Ça n’arrête pas de sauter – et aucun départ !
C’est sans doute le phénomène le plus régulier qui m’obsède et aussi le plus vexant.
Les carpes sont bel et bien là, à portée de main, mais elles nous narguent avec leurs sauts au lieu de mordre.
Pour ma part, j’ai vécu ces moments principalement sur des grands lacs de barrage, mais je l’ai également observé dans certains étangs.
En rivière et en fleuve, je ne l’ai connu très rarement et souvent lors de courtes périodes, en particulier en début d’été.
En grand lac comme le Salagou ou Sainte Croix, j’ai dû faire face à ce spectacle de nombreuses fois, même bien trop souvent à mon goût.
Les carpes montent, au large, près du bord, à droite, à gauche, sur les cannes, un peu partout et toutes les cinq ou dix minutes, sans que le moindre bip ne se produise.
Et la plupart du temps, il ne s’agit ni de marsouinages ni de vrais sauts hors de l’eau.
Certains jours, on entend principalement un claquement en surface, un genre de coup de queue, on dirait parfois un saut raté.
Dans d’autres sessions, elles produisaient de véritables sauts hors de l’eau – en particulier lors de nuits de pleine lune – des « plouf » à en devenir sourd toutes les quelques minutes !
Les hypothèses pour trouver à tout prix une explication ne manquent pas :
« Elles mangent exclusivement des larves ou autres nymphes qui se trouvent en pleine eau. »
« Cette nourriture est tellement bonne ou surabondante qu’elles ignorent nos appâts au fond. »
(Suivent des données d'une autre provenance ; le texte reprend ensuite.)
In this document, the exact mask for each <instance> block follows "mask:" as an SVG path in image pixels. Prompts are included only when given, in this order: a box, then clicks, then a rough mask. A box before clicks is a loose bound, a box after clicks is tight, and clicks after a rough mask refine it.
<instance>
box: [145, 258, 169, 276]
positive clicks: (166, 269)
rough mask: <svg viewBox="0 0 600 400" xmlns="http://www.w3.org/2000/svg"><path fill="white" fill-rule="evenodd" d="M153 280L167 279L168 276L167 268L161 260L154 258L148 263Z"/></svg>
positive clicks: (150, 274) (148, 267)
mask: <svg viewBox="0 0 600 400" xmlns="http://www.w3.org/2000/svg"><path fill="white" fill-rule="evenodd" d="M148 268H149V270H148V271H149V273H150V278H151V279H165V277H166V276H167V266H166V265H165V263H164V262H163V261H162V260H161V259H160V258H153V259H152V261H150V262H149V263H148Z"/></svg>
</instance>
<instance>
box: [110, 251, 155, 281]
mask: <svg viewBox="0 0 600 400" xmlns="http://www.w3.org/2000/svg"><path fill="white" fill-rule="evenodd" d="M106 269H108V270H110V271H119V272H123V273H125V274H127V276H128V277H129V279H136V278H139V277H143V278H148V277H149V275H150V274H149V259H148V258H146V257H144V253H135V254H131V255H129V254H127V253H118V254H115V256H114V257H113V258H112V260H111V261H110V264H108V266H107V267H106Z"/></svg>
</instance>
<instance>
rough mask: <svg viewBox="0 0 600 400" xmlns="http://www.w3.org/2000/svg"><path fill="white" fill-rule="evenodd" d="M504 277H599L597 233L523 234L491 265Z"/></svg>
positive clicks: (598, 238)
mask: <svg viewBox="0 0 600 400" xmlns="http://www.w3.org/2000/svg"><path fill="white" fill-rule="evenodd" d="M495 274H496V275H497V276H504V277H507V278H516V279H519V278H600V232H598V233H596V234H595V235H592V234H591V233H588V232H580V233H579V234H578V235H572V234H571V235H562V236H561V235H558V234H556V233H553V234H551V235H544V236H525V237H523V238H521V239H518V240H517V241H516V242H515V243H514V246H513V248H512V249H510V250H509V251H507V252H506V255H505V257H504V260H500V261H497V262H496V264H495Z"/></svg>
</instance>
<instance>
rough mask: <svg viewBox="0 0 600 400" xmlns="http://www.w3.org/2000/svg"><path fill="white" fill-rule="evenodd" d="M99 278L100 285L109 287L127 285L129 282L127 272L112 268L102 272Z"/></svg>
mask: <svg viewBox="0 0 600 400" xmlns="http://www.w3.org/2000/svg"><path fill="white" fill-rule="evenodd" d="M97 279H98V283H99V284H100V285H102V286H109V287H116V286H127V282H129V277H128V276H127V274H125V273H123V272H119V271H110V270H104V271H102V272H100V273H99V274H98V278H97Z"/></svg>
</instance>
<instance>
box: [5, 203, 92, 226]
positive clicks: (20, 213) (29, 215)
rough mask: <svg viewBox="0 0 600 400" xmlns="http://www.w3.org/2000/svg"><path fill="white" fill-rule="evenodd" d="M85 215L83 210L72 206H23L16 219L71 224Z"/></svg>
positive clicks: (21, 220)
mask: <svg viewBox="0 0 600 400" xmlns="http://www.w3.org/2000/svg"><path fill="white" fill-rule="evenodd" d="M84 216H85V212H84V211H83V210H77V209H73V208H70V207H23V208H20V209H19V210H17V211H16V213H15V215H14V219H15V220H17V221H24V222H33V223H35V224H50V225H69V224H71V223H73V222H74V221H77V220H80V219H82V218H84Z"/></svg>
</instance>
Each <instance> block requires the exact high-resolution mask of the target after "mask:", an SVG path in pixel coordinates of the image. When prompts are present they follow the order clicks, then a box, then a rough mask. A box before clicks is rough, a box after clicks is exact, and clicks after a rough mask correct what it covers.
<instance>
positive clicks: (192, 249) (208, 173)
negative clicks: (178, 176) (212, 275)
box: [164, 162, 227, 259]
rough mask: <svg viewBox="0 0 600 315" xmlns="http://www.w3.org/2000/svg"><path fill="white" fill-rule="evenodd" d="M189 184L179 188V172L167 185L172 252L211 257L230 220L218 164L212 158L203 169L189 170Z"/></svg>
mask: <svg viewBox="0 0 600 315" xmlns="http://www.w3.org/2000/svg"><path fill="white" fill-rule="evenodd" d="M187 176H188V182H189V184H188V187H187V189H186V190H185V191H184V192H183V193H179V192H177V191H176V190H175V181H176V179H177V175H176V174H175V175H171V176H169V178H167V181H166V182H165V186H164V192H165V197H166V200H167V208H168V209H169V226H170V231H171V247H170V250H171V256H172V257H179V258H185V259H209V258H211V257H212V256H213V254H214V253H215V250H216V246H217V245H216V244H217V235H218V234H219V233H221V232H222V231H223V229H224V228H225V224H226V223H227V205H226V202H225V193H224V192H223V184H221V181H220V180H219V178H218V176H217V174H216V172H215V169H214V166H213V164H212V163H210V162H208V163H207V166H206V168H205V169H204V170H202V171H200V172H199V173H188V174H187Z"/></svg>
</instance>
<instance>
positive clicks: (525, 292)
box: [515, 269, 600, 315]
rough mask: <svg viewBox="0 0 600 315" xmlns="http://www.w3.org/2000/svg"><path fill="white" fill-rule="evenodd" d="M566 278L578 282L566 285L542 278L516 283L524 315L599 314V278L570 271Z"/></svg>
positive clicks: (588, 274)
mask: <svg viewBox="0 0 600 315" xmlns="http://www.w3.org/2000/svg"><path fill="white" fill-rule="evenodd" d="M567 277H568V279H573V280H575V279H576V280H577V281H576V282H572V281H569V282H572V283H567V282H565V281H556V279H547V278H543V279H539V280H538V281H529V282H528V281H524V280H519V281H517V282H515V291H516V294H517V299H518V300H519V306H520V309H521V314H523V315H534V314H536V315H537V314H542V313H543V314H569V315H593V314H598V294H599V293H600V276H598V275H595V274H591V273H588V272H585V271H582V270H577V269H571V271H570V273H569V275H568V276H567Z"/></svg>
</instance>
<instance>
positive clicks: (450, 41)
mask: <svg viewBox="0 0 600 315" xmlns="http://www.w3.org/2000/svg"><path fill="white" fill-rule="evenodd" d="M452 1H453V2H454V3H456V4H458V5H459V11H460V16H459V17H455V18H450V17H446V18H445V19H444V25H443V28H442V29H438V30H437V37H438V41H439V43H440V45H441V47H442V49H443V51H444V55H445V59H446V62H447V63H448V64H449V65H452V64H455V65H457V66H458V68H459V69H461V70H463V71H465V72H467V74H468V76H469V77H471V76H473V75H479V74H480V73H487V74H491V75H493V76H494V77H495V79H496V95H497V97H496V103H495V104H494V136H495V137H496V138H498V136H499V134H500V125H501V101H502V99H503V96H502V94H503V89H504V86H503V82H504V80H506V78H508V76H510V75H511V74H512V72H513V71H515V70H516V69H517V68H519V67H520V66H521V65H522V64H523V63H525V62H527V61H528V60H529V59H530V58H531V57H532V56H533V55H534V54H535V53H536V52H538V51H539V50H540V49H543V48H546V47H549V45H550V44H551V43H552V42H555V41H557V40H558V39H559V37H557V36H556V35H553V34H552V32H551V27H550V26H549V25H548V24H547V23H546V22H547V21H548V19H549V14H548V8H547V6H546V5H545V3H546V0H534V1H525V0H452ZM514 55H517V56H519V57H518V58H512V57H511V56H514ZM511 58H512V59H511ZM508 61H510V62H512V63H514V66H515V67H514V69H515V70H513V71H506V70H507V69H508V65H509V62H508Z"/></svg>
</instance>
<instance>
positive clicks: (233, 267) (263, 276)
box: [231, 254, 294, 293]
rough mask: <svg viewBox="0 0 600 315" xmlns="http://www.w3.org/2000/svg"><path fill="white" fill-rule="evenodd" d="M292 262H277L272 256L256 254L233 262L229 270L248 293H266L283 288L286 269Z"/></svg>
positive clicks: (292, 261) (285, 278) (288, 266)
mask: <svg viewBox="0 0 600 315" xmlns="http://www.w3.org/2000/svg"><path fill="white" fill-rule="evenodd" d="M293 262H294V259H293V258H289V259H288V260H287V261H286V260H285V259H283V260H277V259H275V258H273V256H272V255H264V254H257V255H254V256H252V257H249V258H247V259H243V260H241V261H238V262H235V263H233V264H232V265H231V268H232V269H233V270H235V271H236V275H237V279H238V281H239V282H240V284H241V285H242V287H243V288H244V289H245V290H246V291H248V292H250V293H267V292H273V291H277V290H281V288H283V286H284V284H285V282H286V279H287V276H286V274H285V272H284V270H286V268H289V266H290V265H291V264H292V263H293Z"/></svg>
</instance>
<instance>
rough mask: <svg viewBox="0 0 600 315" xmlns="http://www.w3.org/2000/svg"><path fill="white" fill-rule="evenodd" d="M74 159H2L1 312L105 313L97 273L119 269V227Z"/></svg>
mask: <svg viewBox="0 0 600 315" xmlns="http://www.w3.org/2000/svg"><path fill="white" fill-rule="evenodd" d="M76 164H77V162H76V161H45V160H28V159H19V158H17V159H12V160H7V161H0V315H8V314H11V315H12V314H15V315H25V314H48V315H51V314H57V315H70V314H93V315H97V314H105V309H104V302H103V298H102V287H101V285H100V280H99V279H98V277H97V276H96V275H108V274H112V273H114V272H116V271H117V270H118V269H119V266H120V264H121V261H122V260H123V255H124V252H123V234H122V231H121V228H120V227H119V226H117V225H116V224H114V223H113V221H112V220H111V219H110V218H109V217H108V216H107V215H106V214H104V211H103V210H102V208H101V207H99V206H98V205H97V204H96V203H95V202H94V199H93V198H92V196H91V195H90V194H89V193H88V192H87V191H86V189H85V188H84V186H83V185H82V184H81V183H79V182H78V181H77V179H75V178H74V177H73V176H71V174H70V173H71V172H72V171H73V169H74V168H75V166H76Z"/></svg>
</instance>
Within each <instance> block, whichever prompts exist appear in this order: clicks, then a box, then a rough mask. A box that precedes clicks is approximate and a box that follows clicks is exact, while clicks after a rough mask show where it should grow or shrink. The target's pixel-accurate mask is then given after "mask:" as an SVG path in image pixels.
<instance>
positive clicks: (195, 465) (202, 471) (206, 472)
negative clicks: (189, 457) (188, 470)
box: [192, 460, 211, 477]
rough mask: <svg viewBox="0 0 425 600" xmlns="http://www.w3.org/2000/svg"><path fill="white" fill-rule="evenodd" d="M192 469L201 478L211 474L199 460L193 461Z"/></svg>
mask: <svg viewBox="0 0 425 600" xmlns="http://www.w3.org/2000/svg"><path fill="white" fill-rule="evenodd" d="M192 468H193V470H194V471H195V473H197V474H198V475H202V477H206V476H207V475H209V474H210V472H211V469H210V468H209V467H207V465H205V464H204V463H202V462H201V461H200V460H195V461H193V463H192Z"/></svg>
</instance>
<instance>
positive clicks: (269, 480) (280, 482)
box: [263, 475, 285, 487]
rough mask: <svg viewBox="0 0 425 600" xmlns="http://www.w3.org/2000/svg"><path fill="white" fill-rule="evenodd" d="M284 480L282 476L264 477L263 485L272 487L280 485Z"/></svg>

« C’est une forme de communication entre elles qui les détourne de l’activité alimentaire. »
« Ou encore un geste de bien-être ou de mal-être par rapport à la météo, la qualité de l’eau, ou autre chose d’inconnu. »
Mais en réalité, pour ma part, je n’en sais rien, et le pire, c’est que toute tentative technique pour les faire mordre, comme la présentation d’un appât entre deux eaux par exemple, la création d’un amorçage en colonne à l’aide de particules huileuses, et autres tentatives de pêche en bateau n’ont pas donné une vraie satisfaction.
Pour ce qui concerne ces sauts en répétition sans touches, je dois donner ma langue au poisson-chat, je n’ai pas d’explication solide, la question reste ouverte, et je suis preneur de bons conseils.
Peut-être quelqu’un y a trouvé la parade…
Le bon vent
Ce n’est un secret pour personne : la pêche est souvent plus productive quand le vent souffle assez fort, et ça ne concerne pas seulement les carpes, mais aussi les autres poissons, et je me pose naturellement la question « pourquoi » ?
Les réponses toutes trouvées nous viennent de suite :
Comme par exemple « Ça trouble l’eau en bordure et libère de la nourriture naturelle ce qui excite les poissons », « Ça crée un courant de surface qui apporte l’eau chaude dans un secteur qui sera alors favorable à pêcher ».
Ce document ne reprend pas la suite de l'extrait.